Use this as your checklist when planning and writing an An Inspector Calls essay.

AO1 — Response + references (what you say)

  • Start with a clear argument about Priestley’s message.
  • Build 3–5 points that stay locked to the question.
  • Use short, embedded quotations (especially ones that show attitudes changing).
  • Track character arcs (e.g. who changes vs who refuses to change).

AO2 — Writer’s methods (how Priestley makes meaning)

Zoom-in method:

  • Word/phrase → connotations
  • Method (stage directions, dramatic irony, tension, contrast)
  • Effect on audience
  • Link back to question

AIC methods to notice:

  • Stage directions (tone, pauses, lighting, entrances)
  • Dramatic irony (Titanic, war, class assumptions)
  • Interrogation structure (one-by-one revelations)
  • Foreshadowing + tension (the phone call ending)

AO3 — Context (why Priestley wrote it)

Use context to strengthen your interpretation:

  • Set in 1912 but written/performed in 1945 (message to a post-war audience)
  • Class inequality + capitalism vs socialism
  • Changing attitudes to workers’ rights and responsibility
  • Gender expectations (status, reputation, “respectability”)

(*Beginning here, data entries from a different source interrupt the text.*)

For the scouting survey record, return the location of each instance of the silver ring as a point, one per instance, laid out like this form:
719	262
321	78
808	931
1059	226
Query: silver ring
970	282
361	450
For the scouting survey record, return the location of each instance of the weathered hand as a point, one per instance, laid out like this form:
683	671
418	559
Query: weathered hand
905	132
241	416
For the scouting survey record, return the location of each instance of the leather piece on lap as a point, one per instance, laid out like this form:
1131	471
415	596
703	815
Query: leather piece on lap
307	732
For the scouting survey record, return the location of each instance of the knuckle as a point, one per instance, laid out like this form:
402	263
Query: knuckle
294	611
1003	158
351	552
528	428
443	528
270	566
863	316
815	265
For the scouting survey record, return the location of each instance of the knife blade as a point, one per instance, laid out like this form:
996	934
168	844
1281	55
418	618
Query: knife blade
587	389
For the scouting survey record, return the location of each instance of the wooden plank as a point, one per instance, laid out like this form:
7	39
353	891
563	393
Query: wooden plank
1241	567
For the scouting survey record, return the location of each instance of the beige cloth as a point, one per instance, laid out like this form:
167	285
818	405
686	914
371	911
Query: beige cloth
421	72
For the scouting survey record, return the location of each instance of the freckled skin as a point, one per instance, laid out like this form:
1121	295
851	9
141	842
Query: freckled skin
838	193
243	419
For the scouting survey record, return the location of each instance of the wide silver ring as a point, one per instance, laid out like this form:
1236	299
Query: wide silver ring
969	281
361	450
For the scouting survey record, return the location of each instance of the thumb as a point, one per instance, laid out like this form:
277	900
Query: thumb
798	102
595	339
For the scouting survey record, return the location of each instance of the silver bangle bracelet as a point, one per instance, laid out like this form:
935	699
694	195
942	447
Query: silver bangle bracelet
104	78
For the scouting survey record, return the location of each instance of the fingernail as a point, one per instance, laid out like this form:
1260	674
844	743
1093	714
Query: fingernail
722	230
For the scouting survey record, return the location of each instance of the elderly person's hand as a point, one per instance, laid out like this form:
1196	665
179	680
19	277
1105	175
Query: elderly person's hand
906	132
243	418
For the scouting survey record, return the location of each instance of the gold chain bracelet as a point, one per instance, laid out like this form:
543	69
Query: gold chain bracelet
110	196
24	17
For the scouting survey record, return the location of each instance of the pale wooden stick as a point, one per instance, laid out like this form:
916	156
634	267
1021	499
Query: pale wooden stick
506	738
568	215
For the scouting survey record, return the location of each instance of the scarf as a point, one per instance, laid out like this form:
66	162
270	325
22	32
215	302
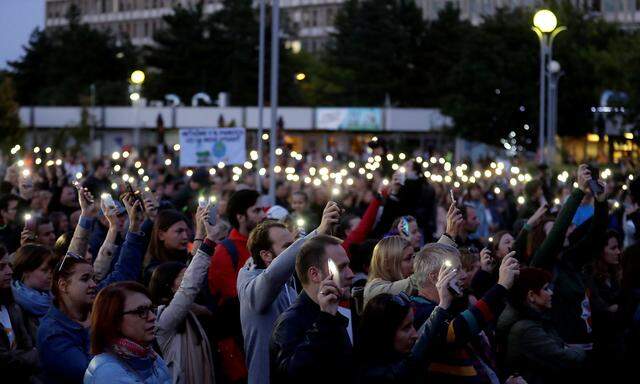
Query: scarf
126	348
31	300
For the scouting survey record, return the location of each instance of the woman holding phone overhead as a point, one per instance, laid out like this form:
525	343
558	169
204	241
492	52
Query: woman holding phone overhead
63	336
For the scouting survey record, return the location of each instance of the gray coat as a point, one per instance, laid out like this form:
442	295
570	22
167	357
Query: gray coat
20	363
534	349
264	294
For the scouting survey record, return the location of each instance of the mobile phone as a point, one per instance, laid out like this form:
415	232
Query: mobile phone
595	188
333	270
454	288
135	194
405	227
29	222
108	201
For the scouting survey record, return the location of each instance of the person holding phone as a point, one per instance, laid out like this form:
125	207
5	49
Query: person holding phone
180	335
266	286
311	340
63	335
390	350
456	360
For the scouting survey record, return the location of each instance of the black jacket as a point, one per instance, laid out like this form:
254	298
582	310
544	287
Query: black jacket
310	346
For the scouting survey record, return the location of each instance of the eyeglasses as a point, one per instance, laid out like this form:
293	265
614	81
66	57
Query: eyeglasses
142	312
67	255
401	299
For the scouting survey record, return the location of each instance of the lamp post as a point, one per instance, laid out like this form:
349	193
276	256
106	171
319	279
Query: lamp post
553	76
137	79
545	25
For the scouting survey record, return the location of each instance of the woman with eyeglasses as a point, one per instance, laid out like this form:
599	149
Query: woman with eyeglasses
533	347
122	332
169	241
174	287
389	348
63	335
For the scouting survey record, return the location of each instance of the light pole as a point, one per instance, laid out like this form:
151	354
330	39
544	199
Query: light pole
275	57
137	79
553	75
261	94
544	25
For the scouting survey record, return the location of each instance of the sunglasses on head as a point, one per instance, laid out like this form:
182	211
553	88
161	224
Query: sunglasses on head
401	299
141	312
69	255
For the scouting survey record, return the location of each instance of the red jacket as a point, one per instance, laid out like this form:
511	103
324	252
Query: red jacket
359	234
222	276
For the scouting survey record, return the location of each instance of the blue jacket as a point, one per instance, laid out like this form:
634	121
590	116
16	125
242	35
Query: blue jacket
107	368
63	343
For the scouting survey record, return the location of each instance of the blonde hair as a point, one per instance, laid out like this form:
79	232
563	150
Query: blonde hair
387	258
430	259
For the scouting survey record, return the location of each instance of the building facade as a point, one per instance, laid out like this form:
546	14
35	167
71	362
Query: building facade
311	21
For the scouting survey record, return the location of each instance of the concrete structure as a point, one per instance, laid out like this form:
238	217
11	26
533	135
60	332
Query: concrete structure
311	21
117	126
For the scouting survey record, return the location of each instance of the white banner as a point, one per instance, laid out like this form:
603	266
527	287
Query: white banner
204	147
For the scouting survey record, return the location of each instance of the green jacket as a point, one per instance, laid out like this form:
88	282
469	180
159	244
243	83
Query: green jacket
572	297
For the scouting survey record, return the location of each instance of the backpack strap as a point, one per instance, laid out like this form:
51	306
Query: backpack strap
233	252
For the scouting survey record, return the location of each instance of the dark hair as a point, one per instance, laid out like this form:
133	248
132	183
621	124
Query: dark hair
30	257
156	251
6	199
380	321
106	314
259	240
162	281
239	203
62	244
344	225
396	222
312	255
530	279
63	270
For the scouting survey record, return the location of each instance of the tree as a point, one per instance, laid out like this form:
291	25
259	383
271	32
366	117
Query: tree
492	88
374	53
12	130
59	65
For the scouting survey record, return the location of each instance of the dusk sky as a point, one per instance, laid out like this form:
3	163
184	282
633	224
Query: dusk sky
18	18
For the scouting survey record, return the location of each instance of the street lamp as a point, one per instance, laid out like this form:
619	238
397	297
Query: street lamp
545	25
137	77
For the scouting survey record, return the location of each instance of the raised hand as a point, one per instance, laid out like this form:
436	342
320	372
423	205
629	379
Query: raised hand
329	296
537	216
583	177
486	260
134	210
445	276
454	221
88	206
509	269
110	214
330	218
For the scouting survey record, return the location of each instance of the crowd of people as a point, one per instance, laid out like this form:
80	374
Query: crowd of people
132	269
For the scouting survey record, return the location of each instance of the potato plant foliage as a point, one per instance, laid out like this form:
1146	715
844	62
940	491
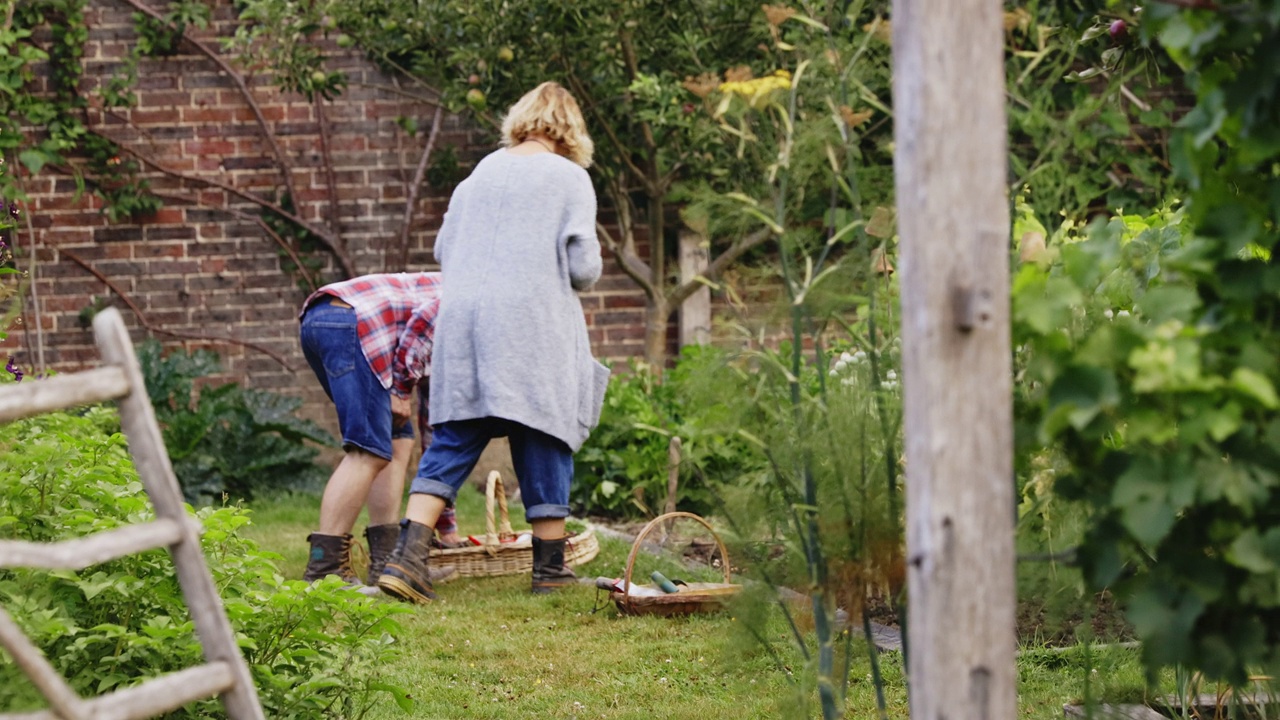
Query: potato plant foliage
315	651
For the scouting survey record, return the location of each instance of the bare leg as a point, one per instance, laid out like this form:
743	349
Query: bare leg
548	528
447	527
347	491
424	509
388	488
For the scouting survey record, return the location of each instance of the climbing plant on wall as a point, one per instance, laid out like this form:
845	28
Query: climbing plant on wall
1165	401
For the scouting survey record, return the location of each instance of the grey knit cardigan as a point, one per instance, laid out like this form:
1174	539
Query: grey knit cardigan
516	244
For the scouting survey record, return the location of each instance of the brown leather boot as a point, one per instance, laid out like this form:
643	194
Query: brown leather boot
382	543
330	555
407	574
549	569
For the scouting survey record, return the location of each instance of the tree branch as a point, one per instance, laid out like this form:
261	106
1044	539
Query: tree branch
329	177
632	267
286	168
321	233
260	222
718	265
415	187
624	153
152	328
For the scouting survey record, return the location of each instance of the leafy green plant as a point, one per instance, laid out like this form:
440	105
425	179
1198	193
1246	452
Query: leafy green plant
1169	415
227	440
315	651
622	470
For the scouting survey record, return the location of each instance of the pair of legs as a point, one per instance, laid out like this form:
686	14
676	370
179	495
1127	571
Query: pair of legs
376	449
544	469
364	478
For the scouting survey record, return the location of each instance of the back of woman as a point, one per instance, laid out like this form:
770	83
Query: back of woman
517	242
511	355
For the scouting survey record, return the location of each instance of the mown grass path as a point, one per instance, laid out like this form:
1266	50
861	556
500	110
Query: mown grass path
490	650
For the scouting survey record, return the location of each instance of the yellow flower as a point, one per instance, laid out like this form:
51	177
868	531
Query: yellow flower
757	90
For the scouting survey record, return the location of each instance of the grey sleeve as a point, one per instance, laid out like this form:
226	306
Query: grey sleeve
447	226
583	246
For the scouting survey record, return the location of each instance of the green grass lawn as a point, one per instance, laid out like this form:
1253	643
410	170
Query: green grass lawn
490	650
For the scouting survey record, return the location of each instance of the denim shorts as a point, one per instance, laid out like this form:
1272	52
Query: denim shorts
332	347
544	465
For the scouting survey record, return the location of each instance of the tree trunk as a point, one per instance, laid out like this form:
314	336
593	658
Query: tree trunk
949	96
657	313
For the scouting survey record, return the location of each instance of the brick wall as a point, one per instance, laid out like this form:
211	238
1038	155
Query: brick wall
201	272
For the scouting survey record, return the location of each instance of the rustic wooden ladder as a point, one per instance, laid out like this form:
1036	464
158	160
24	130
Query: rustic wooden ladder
224	671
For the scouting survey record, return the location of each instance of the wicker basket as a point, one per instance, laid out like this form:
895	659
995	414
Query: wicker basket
694	597
503	552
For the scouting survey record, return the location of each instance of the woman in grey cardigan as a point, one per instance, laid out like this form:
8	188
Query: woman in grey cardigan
511	355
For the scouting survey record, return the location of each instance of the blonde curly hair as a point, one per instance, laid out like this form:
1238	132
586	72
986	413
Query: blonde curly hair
551	110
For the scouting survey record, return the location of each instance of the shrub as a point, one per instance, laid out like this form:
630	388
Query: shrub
227	440
624	466
315	651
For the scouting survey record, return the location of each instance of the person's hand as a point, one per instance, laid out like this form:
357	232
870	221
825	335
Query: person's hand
401	409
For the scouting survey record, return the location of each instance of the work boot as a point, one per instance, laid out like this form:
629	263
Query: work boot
330	555
407	574
382	543
549	569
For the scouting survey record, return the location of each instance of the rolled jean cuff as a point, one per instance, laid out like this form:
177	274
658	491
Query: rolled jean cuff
545	510
426	486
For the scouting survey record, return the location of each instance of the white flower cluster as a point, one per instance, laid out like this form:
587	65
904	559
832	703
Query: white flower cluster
859	358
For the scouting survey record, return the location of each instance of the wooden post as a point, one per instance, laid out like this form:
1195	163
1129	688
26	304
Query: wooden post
950	171
695	314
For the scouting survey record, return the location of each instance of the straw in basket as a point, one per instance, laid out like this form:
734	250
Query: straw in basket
503	552
690	598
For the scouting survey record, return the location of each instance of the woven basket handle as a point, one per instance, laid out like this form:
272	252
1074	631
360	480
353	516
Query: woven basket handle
654	523
493	491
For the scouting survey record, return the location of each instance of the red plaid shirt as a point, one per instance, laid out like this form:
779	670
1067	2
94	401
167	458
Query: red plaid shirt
396	322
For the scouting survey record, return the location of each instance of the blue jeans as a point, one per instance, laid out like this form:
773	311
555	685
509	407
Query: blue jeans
332	347
544	465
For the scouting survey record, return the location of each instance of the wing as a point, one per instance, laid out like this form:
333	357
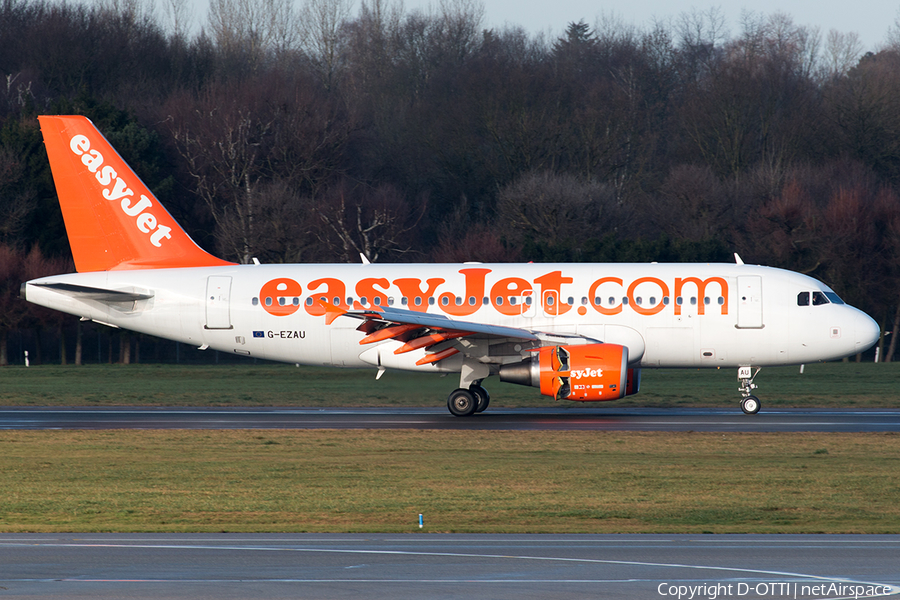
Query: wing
440	336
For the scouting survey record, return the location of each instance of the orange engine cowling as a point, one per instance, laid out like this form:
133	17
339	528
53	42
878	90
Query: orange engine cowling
586	373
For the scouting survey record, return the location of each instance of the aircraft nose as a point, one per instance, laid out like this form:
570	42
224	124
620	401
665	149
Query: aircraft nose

AO4 — Technical accuracy (how you write it)

Checklist:

  • Don’t retell the plot — analyse Priestley’s choices
  • Embed quotes properly
  • Use precise dramatic terms (stage directions, audience, tension)

Useful sentence stems:

  • “Priestley presents ___ to expose ___.”
  • “The stage direction ‘___’ suggests ___, shaping the audience’s response by ___.”
  • “Priestley uses dramatic irony to make the audience ___, criticising ___.”